The racing was awsome under the lights. On the initial start I think we all went into the first corner 8 wide not knowing what to expect! LOL It was a different experience but it was really cool to see how the cars reflected in the lights. We used led bulbs for the lights and had alot of trouble when we were building them. We kept loosing lights as we installed them. But after alittle google research I found out I needed resistors on the lights and now they are very dependable! The track in in our 2 bay garage. So what we did was turned all of the lights off except for the light on the garage door opener in the bay beside the track. Which was also over the pit area. So that gave off the same moonlight effect you had. The track was still only lit up with its lights but that gave some light in the pit area so knowone was falling over the tables. We plan to have more races under the lights. We have had nothing but positive feedback from the racers about it. The night that we used them we had twin features. So the first feature was run normal and the second at "night".


----------



## 1976Cordoba

Racing under the lights is terrific . . . back in '94 when I first built up my bullring oval I strung white lights on poles around the track and we raced outside in the summer -- What a blast! I even went to the second floor of the house and got a 'blimp' shot of the track all lit up :thumbsup:

Nice looking llittle speedrome ya got there


----------



## FOSTBITTEN

We have met each other once or twice briefly & I worked with your Uncle. I will have to make that looonnnng trip across town to see you guys run, I know I will not be able to just stand & watch before I want to race too. (a trip from the west side of Winchester to the east side is about 15 minutes) 

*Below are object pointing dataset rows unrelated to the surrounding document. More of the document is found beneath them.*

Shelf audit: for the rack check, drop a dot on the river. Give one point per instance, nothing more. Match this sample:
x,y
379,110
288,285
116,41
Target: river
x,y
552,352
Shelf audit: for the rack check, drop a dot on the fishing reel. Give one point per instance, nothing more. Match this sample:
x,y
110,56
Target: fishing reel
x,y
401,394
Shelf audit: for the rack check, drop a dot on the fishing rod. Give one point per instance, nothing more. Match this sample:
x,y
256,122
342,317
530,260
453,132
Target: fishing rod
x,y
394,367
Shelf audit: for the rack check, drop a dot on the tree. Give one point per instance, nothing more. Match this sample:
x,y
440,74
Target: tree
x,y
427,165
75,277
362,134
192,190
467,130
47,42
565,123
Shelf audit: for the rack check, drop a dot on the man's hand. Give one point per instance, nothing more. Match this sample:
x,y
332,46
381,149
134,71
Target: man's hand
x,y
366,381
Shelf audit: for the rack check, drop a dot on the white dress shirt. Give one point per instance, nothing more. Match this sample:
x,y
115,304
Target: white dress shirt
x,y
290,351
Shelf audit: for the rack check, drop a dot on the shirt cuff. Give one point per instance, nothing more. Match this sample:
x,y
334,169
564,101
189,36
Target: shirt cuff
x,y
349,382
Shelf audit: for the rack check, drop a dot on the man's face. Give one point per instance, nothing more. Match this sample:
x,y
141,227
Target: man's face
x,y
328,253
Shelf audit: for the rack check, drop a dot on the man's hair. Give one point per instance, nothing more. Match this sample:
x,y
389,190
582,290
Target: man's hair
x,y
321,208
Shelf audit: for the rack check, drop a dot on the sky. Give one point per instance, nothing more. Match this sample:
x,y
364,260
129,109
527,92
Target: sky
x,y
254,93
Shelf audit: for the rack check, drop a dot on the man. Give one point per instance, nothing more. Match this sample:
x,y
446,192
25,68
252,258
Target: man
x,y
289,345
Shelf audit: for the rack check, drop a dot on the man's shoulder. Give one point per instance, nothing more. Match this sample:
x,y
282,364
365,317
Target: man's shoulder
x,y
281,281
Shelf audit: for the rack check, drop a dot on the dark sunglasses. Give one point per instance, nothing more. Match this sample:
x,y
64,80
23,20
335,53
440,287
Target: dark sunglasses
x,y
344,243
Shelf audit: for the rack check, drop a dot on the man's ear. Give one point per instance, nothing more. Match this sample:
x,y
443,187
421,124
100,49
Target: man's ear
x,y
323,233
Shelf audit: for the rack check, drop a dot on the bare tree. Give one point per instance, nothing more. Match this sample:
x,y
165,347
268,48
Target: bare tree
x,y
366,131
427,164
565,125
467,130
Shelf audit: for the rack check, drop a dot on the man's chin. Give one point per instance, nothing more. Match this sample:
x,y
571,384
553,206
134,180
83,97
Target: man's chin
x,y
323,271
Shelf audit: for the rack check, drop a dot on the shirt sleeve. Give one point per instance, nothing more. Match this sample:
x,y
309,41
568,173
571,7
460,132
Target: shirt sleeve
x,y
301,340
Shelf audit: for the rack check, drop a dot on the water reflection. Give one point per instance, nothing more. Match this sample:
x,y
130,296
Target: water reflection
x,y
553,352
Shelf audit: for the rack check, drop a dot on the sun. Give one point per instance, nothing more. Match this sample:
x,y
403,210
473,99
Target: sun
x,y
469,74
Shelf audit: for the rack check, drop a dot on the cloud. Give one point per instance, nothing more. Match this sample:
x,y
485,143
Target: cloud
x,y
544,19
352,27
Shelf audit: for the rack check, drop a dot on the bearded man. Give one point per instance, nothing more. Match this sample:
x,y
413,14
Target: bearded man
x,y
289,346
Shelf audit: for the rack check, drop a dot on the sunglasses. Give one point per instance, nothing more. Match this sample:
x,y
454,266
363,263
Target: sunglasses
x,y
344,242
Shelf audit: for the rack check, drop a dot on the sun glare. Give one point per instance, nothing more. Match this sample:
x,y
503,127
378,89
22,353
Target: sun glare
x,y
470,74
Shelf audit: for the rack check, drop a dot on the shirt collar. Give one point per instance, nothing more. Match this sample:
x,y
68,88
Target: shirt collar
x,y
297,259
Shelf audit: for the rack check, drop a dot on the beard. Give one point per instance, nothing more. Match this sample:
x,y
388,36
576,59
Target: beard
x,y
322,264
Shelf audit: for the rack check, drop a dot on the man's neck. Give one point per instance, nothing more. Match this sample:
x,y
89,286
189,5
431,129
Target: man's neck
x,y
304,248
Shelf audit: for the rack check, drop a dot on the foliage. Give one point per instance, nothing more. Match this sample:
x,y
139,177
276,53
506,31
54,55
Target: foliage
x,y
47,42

If I can get my stuff in order I will get you guys to come over and race some HO LM's on the high banks of Carolina Motor Speedway!


----------



## Hottle19

Sounds good! Are season starts October 19 but right now we have some guys coming out on tuesday nights for open pracitce from 6:30-8:30. Feel free to stop by on a tuesday if you want. Heck I'll even give you a car to try out while your here. It's addicting. We just got sponsored by 2013 world100 winner John Blankenship and the NDRL series! They add to the sponsors we already have that includes Lucas Oil and DirtonDirt. Do you race Ho's with Frenchy Bennignton?


----------



## FOSTBITTEN

No I have never met Frenchy I am just playing around in my basement. I need to get some timing & scoring up and running. Also more of a permanent setup is in need too. 

Yeah thanks for the invite to use a car. Your just like a drug dealer. Give me the 1st one & then make me pay for everyone after that. Thanks again.:wave:


----------